Is your question also meant to address the batch transform?

Grant

Thanks for the feedback everyone!

It seems that, to satisfy every use case, there should be 3 ways to specify a the window length of transform (either iterative or batch):

  1. passed trade-time (option I described at length at the top)
  2. number of bars (e.g. give me 10 minutes worth of data -> leads to constant window length irrespective of liquidity)
  3. pass absolute-time (this is in response to Grant, but I think this is lowest on the list as knuckledragger pointed out).

It might not be too hard to actually implement that now that I have a clear sight of what needs to be done.

Hello Thomas,

If I understand "1. passed trade-time" correctly, basically, you want to grab all of the tics available in the database for a specified trailing window of total "trading time" for a given security. However, given the Quantopian backtest tic-only data set, you have no way of knowing if the market was open during a given calendar minute for a specified security. Have you considered adding a boolean "market open" flag to the database? For every calendar minute (24/7/365) for every security, you'd indicate if the market was open. Does your vendor supply such data?

Regarding "2. number of bars," I suggest in the code, it should be explicit that the trailing window is in bars (i.e. "give me 10 bars worth of data" not "give me 10 minutes worth of data"). Then, there will be no confusion regarding trading versus calendar time, and it'll work under both the daily and minutely backtester modes.

Also, regarding "2. number of bars" and the batch transform, presumably both the bar data and their associated datetime stamps will be available, correct?

Regarding the batch transform, how is your work coming along to make it more efficient? And when do you expect to fix the problem with "filling holes" in the data, as described on the help page? I think that as a basic functionality of the Quantopian backtester, one needs to be able to get at the raw data efficiently to apply custom analyses. My recent thinking has been to avoid using any canned transforms provided by Quantopian and just write my own via the batch transform. This way, I know what's going on "under the hood" and I can customize the code (e.g. a weighted moving average).

Regarding "3. pass absolute-time" I wouldn't worry about this one. It is covered under "2. number of bars," since with access to the datetime stamps via the batch transform, a member can incorporate calendar (absolute) time into analyses, if necessary.

Cheers,

Grant

I agree with Grant that absolute time does matter depending on the use case, and it must be possible to access the timestamps inclusive. The majority of people will just be looking for the trade-time idea though.

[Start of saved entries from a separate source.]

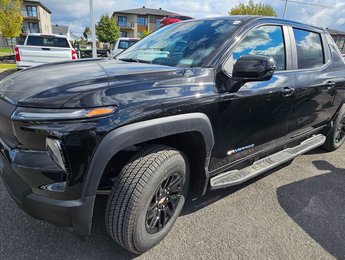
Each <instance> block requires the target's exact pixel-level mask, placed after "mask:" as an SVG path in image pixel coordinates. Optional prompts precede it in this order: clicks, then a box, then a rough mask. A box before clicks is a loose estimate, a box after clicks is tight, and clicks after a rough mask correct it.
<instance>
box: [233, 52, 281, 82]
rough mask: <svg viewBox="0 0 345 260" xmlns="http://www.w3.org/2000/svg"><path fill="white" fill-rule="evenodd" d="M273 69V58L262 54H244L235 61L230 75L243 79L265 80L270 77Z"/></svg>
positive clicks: (233, 76)
mask: <svg viewBox="0 0 345 260" xmlns="http://www.w3.org/2000/svg"><path fill="white" fill-rule="evenodd" d="M275 69H276V65H275V62H274V60H273V58H270V57H267V56H262V55H244V56H241V57H240V58H239V59H238V60H237V61H236V63H235V65H234V69H233V71H232V76H233V77H234V78H238V79H242V80H244V81H266V80H270V79H271V78H272V76H273V73H274V71H275Z"/></svg>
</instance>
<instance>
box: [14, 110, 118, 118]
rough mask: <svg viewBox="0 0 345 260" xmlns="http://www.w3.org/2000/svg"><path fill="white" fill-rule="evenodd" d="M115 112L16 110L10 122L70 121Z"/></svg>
mask: <svg viewBox="0 0 345 260" xmlns="http://www.w3.org/2000/svg"><path fill="white" fill-rule="evenodd" d="M115 111H116V107H97V108H87V109H67V108H66V109H46V108H42V109H37V108H17V109H16V110H15V111H14V113H13V114H12V120H21V121H33V120H70V119H86V118H94V117H102V116H107V115H110V114H112V113H114V112H115Z"/></svg>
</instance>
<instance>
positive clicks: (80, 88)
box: [0, 59, 183, 108]
mask: <svg viewBox="0 0 345 260" xmlns="http://www.w3.org/2000/svg"><path fill="white" fill-rule="evenodd" d="M179 71H180V72H183V69H181V68H175V67H168V66H161V65H154V64H143V63H129V62H122V61H116V60H99V59H98V60H81V61H77V62H63V63H58V64H46V65H42V66H38V67H35V68H31V69H28V70H25V71H20V72H17V73H14V74H12V75H11V76H9V77H7V78H5V79H4V80H2V81H0V98H1V99H5V100H7V101H8V102H10V103H12V104H14V105H17V106H24V107H44V108H61V107H63V106H64V104H65V103H67V102H68V101H69V100H71V99H73V98H74V99H75V98H76V97H77V96H79V95H81V94H83V93H90V92H93V91H95V92H96V91H98V90H100V89H104V88H108V87H109V81H111V82H116V83H117V84H112V88H116V87H117V86H121V84H122V82H123V83H124V84H125V83H126V82H128V81H131V80H134V78H135V80H136V81H138V80H140V81H142V82H143V81H147V80H148V79H149V80H150V81H159V80H160V79H164V78H167V77H168V76H169V75H170V77H171V76H172V74H175V76H176V73H177V72H179ZM182 74H183V73H182ZM182 74H181V73H178V75H180V76H181V75H182ZM89 105H90V104H89ZM108 105H109V104H108ZM112 105H115V104H112ZM91 106H92V104H91Z"/></svg>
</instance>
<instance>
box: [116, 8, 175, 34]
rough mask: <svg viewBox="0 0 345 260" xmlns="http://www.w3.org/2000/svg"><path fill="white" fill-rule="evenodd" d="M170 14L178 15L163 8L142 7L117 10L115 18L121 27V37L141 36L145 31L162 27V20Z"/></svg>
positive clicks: (157, 28) (152, 30)
mask: <svg viewBox="0 0 345 260" xmlns="http://www.w3.org/2000/svg"><path fill="white" fill-rule="evenodd" d="M168 15H176V13H172V12H169V11H166V10H163V9H162V8H159V9H151V8H146V7H145V6H143V7H142V8H137V9H129V10H121V11H115V12H114V13H113V18H114V19H115V21H116V22H117V26H118V27H119V28H120V31H121V37H140V36H141V35H142V33H143V31H145V30H148V31H150V32H153V31H156V30H157V29H159V28H160V26H161V24H160V21H161V20H162V19H163V18H164V17H165V16H168Z"/></svg>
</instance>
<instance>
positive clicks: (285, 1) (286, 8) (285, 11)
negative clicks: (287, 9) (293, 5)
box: [283, 0, 288, 18]
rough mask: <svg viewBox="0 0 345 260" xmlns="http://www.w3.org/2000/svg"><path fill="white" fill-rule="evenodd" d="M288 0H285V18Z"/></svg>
mask: <svg viewBox="0 0 345 260" xmlns="http://www.w3.org/2000/svg"><path fill="white" fill-rule="evenodd" d="M287 1H288V0H285V7H284V14H283V18H285V15H286V9H287Z"/></svg>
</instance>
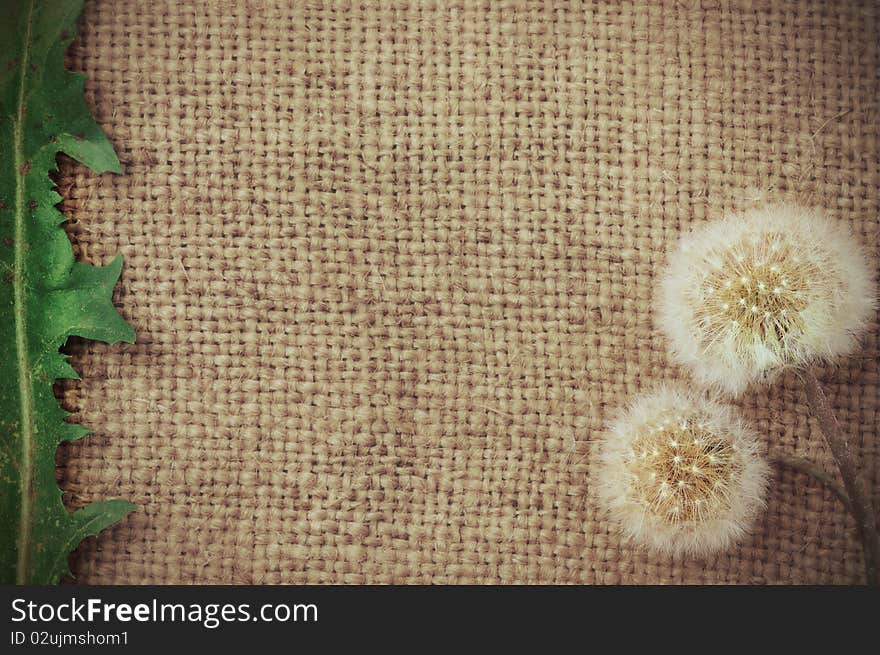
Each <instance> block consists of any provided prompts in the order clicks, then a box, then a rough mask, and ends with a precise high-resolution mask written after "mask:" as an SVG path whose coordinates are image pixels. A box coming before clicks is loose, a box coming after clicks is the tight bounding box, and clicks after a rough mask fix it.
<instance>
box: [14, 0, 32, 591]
mask: <svg viewBox="0 0 880 655" xmlns="http://www.w3.org/2000/svg"><path fill="white" fill-rule="evenodd" d="M27 4H28V8H27V27H26V28H25V33H24V48H23V49H22V55H21V68H20V71H19V81H18V105H17V112H18V115H17V117H16V120H15V124H14V128H13V136H14V138H13V142H14V145H13V150H14V159H15V161H14V165H15V169H14V174H15V236H14V246H15V270H14V273H13V289H14V296H15V300H14V305H15V306H14V311H13V314H14V317H15V349H16V357H17V360H18V362H17V363H18V392H19V393H18V395H19V402H20V405H21V417H20V418H21V460H20V462H19V477H20V484H21V511H20V513H19V526H18V563H17V566H16V573H15V577H16V582H17V583H18V584H27V583H28V582H29V580H28V568H29V565H30V551H31V539H32V537H33V520H32V514H33V492H34V480H33V477H34V421H33V418H34V408H33V398H32V395H31V394H32V391H33V390H32V388H31V379H30V368H29V362H28V352H27V324H26V317H25V303H24V287H25V280H24V273H25V245H26V244H25V211H24V207H25V178H26V173H25V171H24V163H25V162H24V152H23V150H24V118H25V91H26V85H25V80H26V79H27V70H28V65H29V63H30V62H29V55H30V40H31V24H32V21H33V13H34V3H33V0H29V1H28V3H27Z"/></svg>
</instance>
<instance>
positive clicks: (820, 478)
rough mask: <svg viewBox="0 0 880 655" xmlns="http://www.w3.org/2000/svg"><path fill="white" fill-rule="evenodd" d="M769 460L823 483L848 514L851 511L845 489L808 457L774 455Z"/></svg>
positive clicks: (821, 483) (851, 506) (850, 500)
mask: <svg viewBox="0 0 880 655" xmlns="http://www.w3.org/2000/svg"><path fill="white" fill-rule="evenodd" d="M770 461H771V462H772V463H773V464H776V465H778V466H786V467H788V468H790V469H792V470H795V471H798V472H800V473H804V474H806V475H809V476H810V477H811V478H813V479H815V480H816V481H818V482H820V483H821V484H823V485H825V486H826V487H828V488H829V489H830V490H831V491H833V492H834V495H835V496H837V497H838V498H839V499H840V502H842V503H843V506H844V507H846V511H847V512H849V513H850V514H852V513H853V506H852V501H851V500H850V499H849V496H848V495H847V493H846V489H844V488H843V487H842V486H840V484H838V482H837V480H835V479H834V478H833V477H831V475H830V474H829V473H828V472H827V471H825V470H824V469H822V468H820V467H819V466H818V465H816V464H814V463H813V462H811V461H810V460H808V459H804V458H803V457H795V456H794V455H782V454H780V455H774V456H773V457H772V458H771V459H770Z"/></svg>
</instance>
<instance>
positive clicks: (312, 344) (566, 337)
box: [59, 0, 880, 584]
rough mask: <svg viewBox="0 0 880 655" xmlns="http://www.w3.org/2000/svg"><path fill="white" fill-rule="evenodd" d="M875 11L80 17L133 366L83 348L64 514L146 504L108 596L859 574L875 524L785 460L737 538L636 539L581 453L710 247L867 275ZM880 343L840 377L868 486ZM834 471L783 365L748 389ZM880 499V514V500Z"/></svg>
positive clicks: (105, 207)
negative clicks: (676, 248) (655, 297)
mask: <svg viewBox="0 0 880 655" xmlns="http://www.w3.org/2000/svg"><path fill="white" fill-rule="evenodd" d="M878 13H880V9H878V6H877V4H876V3H874V2H865V3H863V4H862V3H857V2H851V1H847V2H839V3H832V2H824V1H821V0H817V1H816V2H812V3H810V2H789V1H785V2H783V1H780V2H777V3H765V2H742V3H736V4H734V3H727V2H724V3H717V2H711V1H708V0H703V1H701V2H668V3H661V2H647V1H645V2H641V3H637V4H633V3H624V2H596V1H593V2H585V3H579V2H565V3H563V2H550V1H549V0H548V1H547V2H536V3H532V2H510V1H498V2H489V1H488V0H486V1H482V2H469V1H464V0H457V1H450V2H411V3H403V2H378V1H375V2H373V1H371V0H359V1H357V2H354V3H345V2H334V3H330V2H328V3H324V4H320V3H314V2H292V1H291V2H288V1H286V0H274V1H266V2H256V1H252V2H243V1H242V2H233V1H231V0H230V1H228V2H220V1H215V2H194V1H185V0H184V1H180V0H170V1H168V0H155V1H152V2H137V1H134V0H130V1H110V0H89V1H88V2H87V3H86V9H85V14H84V17H83V19H82V21H81V23H80V31H79V36H78V37H77V40H76V42H75V44H74V46H73V48H72V50H71V51H70V53H69V64H70V66H71V67H72V68H73V69H77V70H82V71H84V72H85V73H86V75H87V76H88V82H87V85H86V91H87V99H88V102H89V104H90V106H91V107H92V108H93V109H94V112H95V114H96V116H97V118H98V120H99V122H100V123H101V124H102V125H103V126H104V128H105V129H106V131H107V133H108V134H109V136H110V138H111V140H112V142H113V143H114V144H115V146H116V147H117V149H118V150H119V152H120V156H121V159H122V161H123V164H124V165H125V169H126V170H125V174H124V175H121V176H111V175H106V176H97V175H95V174H93V173H91V172H89V171H86V170H84V169H82V168H81V167H77V166H74V165H72V164H70V163H69V162H65V163H64V166H63V168H62V173H61V175H60V179H59V181H60V186H61V193H62V194H63V196H64V197H65V200H64V202H63V206H62V209H63V210H64V211H65V213H67V214H68V215H69V216H71V217H72V219H73V220H72V223H71V225H70V231H71V238H72V239H73V240H74V241H75V244H76V249H77V252H78V255H79V256H81V257H82V258H83V259H85V260H87V261H90V262H94V263H101V262H107V261H108V260H109V259H110V257H111V256H112V255H113V254H114V253H116V252H121V253H122V254H123V255H124V257H125V268H124V271H123V275H122V281H121V283H120V285H119V288H118V303H119V306H120V309H121V311H122V312H123V314H124V315H125V317H126V318H127V319H129V320H130V321H131V323H132V324H133V325H134V327H135V328H136V330H137V333H138V343H137V344H135V345H132V346H125V345H120V346H106V345H100V344H92V343H88V344H84V343H82V342H76V343H73V344H70V345H69V350H70V352H72V353H73V355H74V359H73V363H74V365H75V366H76V367H77V368H78V369H79V370H80V371H81V372H82V376H83V379H82V381H80V382H75V383H69V384H65V385H64V386H63V387H62V393H63V398H64V403H65V405H66V406H67V407H68V408H70V409H72V410H74V411H75V412H76V419H77V420H79V421H81V422H83V423H84V424H86V425H88V426H90V427H92V428H94V429H95V430H96V433H95V434H94V435H93V436H90V437H87V438H86V439H84V440H82V441H81V442H80V443H77V444H73V445H70V446H67V447H65V448H63V449H62V450H61V451H60V454H59V467H60V483H61V485H62V487H63V488H64V489H65V490H67V492H68V493H67V495H66V498H67V500H68V501H69V503H70V505H71V506H72V507H73V506H77V505H80V504H82V503H84V502H87V501H90V500H94V499H101V498H108V497H124V498H130V499H132V500H133V501H135V502H137V503H138V504H139V505H140V509H139V510H138V511H137V512H136V513H134V514H133V515H132V516H131V517H130V518H128V519H126V520H125V521H123V522H122V523H121V524H119V525H118V526H117V527H115V528H113V529H111V530H109V531H107V532H105V533H103V534H102V535H101V536H100V537H98V538H97V539H90V540H88V541H87V542H86V543H85V544H84V545H83V546H82V547H81V548H80V549H79V551H78V552H77V553H76V555H75V556H74V558H73V560H72V562H73V570H74V573H75V575H76V579H77V580H78V581H80V582H86V583H221V582H222V583H282V582H285V583H514V582H518V583H538V582H541V583H682V582H689V583H700V582H706V583H771V584H772V583H792V582H794V583H831V582H835V583H854V582H859V581H860V580H861V579H862V577H861V576H862V575H863V569H862V559H861V554H860V549H859V546H858V543H857V541H856V538H855V535H854V524H853V522H852V521H851V519H850V518H849V517H848V516H847V515H846V513H845V512H844V510H843V508H842V507H841V505H840V503H839V501H838V500H837V499H836V498H835V497H834V496H833V495H832V494H831V493H829V492H827V491H824V490H823V489H822V488H821V487H820V486H819V485H817V484H816V483H814V482H813V481H812V480H811V479H810V478H808V477H806V476H804V475H801V474H798V473H794V472H791V471H784V472H777V473H776V474H775V476H774V478H773V482H772V487H771V491H770V494H769V497H768V507H767V511H766V512H765V513H764V514H763V515H762V516H761V518H760V519H759V520H758V522H757V524H756V525H755V529H754V533H753V534H752V535H751V536H749V537H748V538H746V539H745V540H744V541H743V542H742V543H741V544H740V545H738V546H737V547H736V548H734V549H733V550H732V551H730V552H728V553H725V554H723V555H720V556H714V557H710V558H708V559H702V560H695V559H687V558H674V559H673V558H669V557H660V556H656V555H653V554H650V553H648V552H646V551H645V550H643V549H642V548H640V547H638V546H634V545H629V544H626V543H622V540H621V538H620V537H619V535H618V534H617V532H616V528H615V527H614V525H613V524H612V523H610V522H609V521H608V520H607V519H606V518H605V517H604V516H602V514H601V513H600V512H599V510H598V509H597V508H596V506H595V502H594V501H593V500H592V497H591V489H590V477H589V470H588V466H587V462H588V457H589V452H590V441H591V440H592V439H595V438H597V437H598V436H600V435H601V431H602V426H603V424H604V423H605V421H606V420H607V418H608V416H609V415H610V413H611V412H612V410H613V409H614V408H616V407H618V406H619V405H621V404H623V403H625V402H627V400H628V399H629V398H630V397H631V396H632V395H633V394H635V393H637V392H638V391H640V390H646V389H649V388H651V386H653V385H655V384H657V383H659V382H662V381H671V380H676V379H683V380H684V379H686V375H685V373H684V372H683V371H681V370H679V369H676V368H675V367H672V366H670V363H669V360H668V357H667V355H666V350H665V344H664V342H663V340H662V338H661V337H660V336H658V334H657V332H656V330H655V329H654V327H653V323H652V320H653V319H652V315H651V310H650V303H651V297H652V289H653V287H654V283H655V280H656V275H657V272H658V270H659V269H660V267H661V265H662V263H663V260H664V257H665V252H666V250H667V248H668V247H669V246H670V245H672V244H673V243H674V242H675V241H676V240H677V238H678V237H679V235H680V234H681V232H682V231H683V230H685V229H687V228H688V227H689V226H691V225H695V224H699V223H701V222H704V221H706V220H708V219H711V218H713V217H716V216H720V215H722V214H724V213H725V212H728V211H731V210H735V209H741V208H746V207H751V206H754V205H756V204H760V203H762V202H765V201H768V200H789V201H798V202H801V203H803V204H808V205H815V206H819V207H823V208H825V209H826V210H827V212H828V214H829V215H830V216H832V217H833V218H835V219H841V220H845V221H848V222H850V223H851V224H852V226H853V228H854V230H855V232H856V234H857V236H858V238H859V239H860V240H861V241H862V242H863V243H864V244H865V245H866V246H867V248H868V249H869V251H870V253H871V256H872V257H873V258H874V259H875V261H876V258H877V254H878V248H877V243H878V236H880V225H878V216H880V213H878V185H880V127H878V124H880V112H878V97H880V75H878V64H880V62H878V56H880V53H878V50H880V47H878V38H877V35H878V31H877V30H878ZM877 334H878V328H877V324H876V321H875V323H874V325H873V326H872V327H871V331H870V334H869V335H868V336H867V337H866V339H865V340H864V349H863V350H862V351H861V352H860V353H859V354H857V355H856V356H854V357H852V358H849V359H847V360H845V361H843V362H842V363H841V364H840V365H839V366H838V367H832V366H829V367H827V368H825V369H824V370H822V371H820V374H821V377H822V378H823V379H825V380H826V381H827V383H828V391H829V395H830V397H831V400H832V402H833V404H834V405H835V407H836V408H837V409H838V411H839V417H840V419H841V421H842V422H843V424H844V426H845V428H846V430H847V431H848V432H849V434H850V435H851V438H852V440H853V442H854V443H855V444H856V446H857V448H858V449H859V451H860V455H859V457H860V461H861V462H862V465H863V467H864V470H865V472H866V474H867V475H868V477H869V478H870V479H871V484H872V487H873V488H874V489H878V488H880V467H878V465H877V459H878V441H877V429H878V408H880V365H878V355H880V352H878V349H880V340H878V336H877ZM740 404H741V406H742V407H743V409H744V411H745V412H746V413H747V414H748V416H749V418H750V419H751V420H752V421H753V422H754V424H755V425H756V426H757V428H758V430H759V431H760V433H761V435H762V438H763V439H764V441H765V444H766V448H767V450H768V451H769V452H771V453H773V452H787V453H792V454H798V455H802V456H805V457H809V458H812V459H815V460H817V461H819V462H821V463H823V464H824V465H825V466H827V467H829V468H832V467H833V465H832V462H831V460H830V459H829V456H828V453H827V450H826V448H825V446H824V445H823V442H822V440H821V436H820V434H819V432H818V428H817V426H816V425H815V423H814V422H813V421H812V420H809V419H808V411H807V407H806V403H805V399H804V396H803V394H802V391H801V389H800V387H799V385H798V384H797V380H796V379H795V378H794V377H793V376H788V377H784V378H783V379H782V380H781V381H780V382H779V383H778V384H776V385H775V386H773V387H772V388H770V389H767V390H761V391H756V392H754V393H751V394H749V395H747V396H746V397H745V398H743V399H742V400H741V401H740ZM878 500H880V499H878Z"/></svg>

Parameter names are important. For minutely data a 200 day average is bars=78000 but the same algo run with daily data it becomes a 300 year average. But unfortunately mavg(mins=20) doesn't make any sense with daily data either.

You could make it illegal to call mavg(mins=20) for daily data, but as of yet (?) there is no way to query the environment for the backtest frequency, so you end up coding specifically for daily or specifically for minutely.

I've been scratching my head a bit on how to handle spectral analysis of market data (e.g. FFT, cross-correlation, etc.). In this case, it seems that the datetime stamp is critical, right? Unless confined to intraday data, one has to deal with bursts of time series data. Rather than hack together some analysis, there should be a systematic way of addressing the burstiness--is there any precedent in the quantitative trading world?

Datetime stamp is critical for other analysis as well, like psychological ones. E.g. anything looking at time-of-day / time-of-year effects.

as for FFT and cross-correlation... not a clue! but I did ponder the idea of putting 200 day's worth of volume data into a 2D "image" (matrix), fill any gaps with the average, and then run a FFT on it and select the most prominent signals. Unfortunately I don't have the time for such things.